This section will explain how the config files are initialized and setup for use in the project.

  • Create a S3 bucket
  • Inside the bucket, create the following folders
    • training
    • imageclassification
    • textclassification
  • Read through the sections below to setup each of the config file
    • Location refers to the path of the file relative to the root of S3
    • Initial Content refers to the content that should be stored inside the file before uploading to S3

Status

The config file contains the following keys

  • status: Can be either active or sleeping. If the value is set to active, it means that the training server is currently busy and it won't accept any more training requests for the time being.
  • token: If the status is active then this key will hold the token of the user whose model is currently being trained on the server.
  • task_type: Can be either imageclassification or textclassification. If the status is active then it will store the type of the task that is currently being trained on the server.
  • dev_mode: Can be a boolean value. If it is set to true then the platform will halt all operations. This key is set to true only when any maintainence work has to be done.

Click here to check a sample preview of status.json

Location

status.json

Initial Content

{
  "status": "sleeping",
  "token": "",
  "task_type": "",
  "dev_mode": false
}

Cleanup

The config file contains the following keys

  • status: Can be either active or sleeping. If the value is set to sleeping, the cleanup lambda function won't delete old models from S3.

Click here to check a sample preview of cleanup.json

Location

cleanup.json

Initial Content

{
  "status": "active"
}

Inference

At the top level, this config file contains the tokens of the models available for inference as keys.

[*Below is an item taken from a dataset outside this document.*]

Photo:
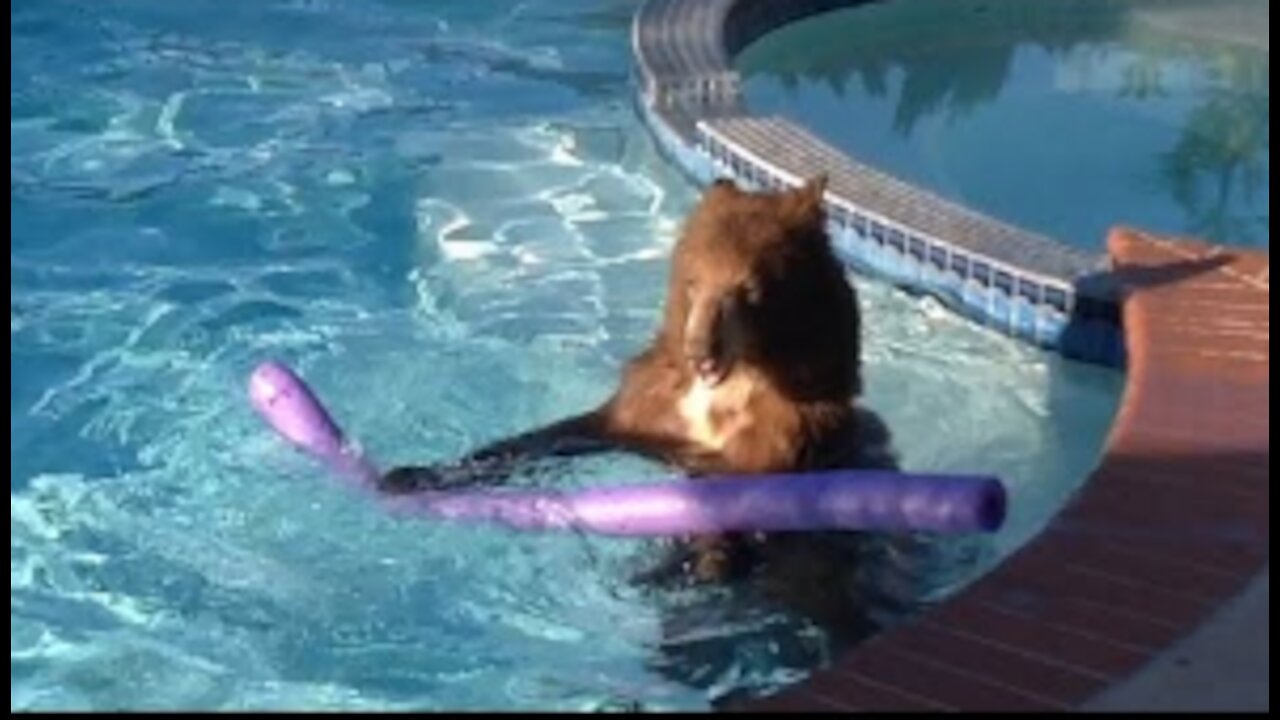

For each token, the file has the following set of keys

  • task_type: Can be either imageclassification or textclassification. It determines the model type.
  • model_filename: Path of the .pt (trained model) file in the S3 bucket.
  • model_filename_onnx: Path of the .onnx (trained model) file in the S3 bucket.
  • classes or metadata_filename: The name of this key depends upon the model type. If the model is an image classification model then the name will be classes else if the model belongs to text classification then the name will be metadata_filename
  • downloadable: Shows whether the model weights can be downloaded.
  • accuracy: Represents the best accuracy of the model on validation dataset.
  • accuracy_plot: Stores the base64 string of the accuracy chart plot created during the training process.
  • created: Stores the date and time when the model was created and made available for inference.

Click here to check a sample preview of inference.json

Location

inference.json

Initial Content

{}

Training

The config file contains the following keys

  • token: Token assigned to the user so that he can access the model after it has been deployed.
  • task_type: Can be either imageclassification or textclassification. It determines the model type.
  • num_classes: Total number of classes present in the dataset.
  • optimizer: Optimizer for training.
  • learning_rate: Learning rate for the optimizer.
  • batch_size: Batch size to use for training.
  • epochs: Number of epochs for which the model will be trained.
  • data_split: Ratio at which the dataset will be split into training and validation set.
  • dataset: Dataset to be used to training in the form of base64 strings.
  • model: Model type.
  • reduce_lr_on_plateau: Whether to add reduce LR on plateau scheduler to the training process
    • factor: Factor at which the learning rate will be reduced.
    • patience: How many epochs to wait for before reducing the learning rate.
    • min_lr: Minimum value to which the learning rate can be reduced.
  • step_lr: Whether to add step LR scheduler to the training process
    • step_size: Frequency in epochs for changing the learning rate.
    • gamma: Factor at which the learning rate will be reduced.

Click here to check a sample preview of training.json

You don't need to create this file. It will be automatically created by the training server module.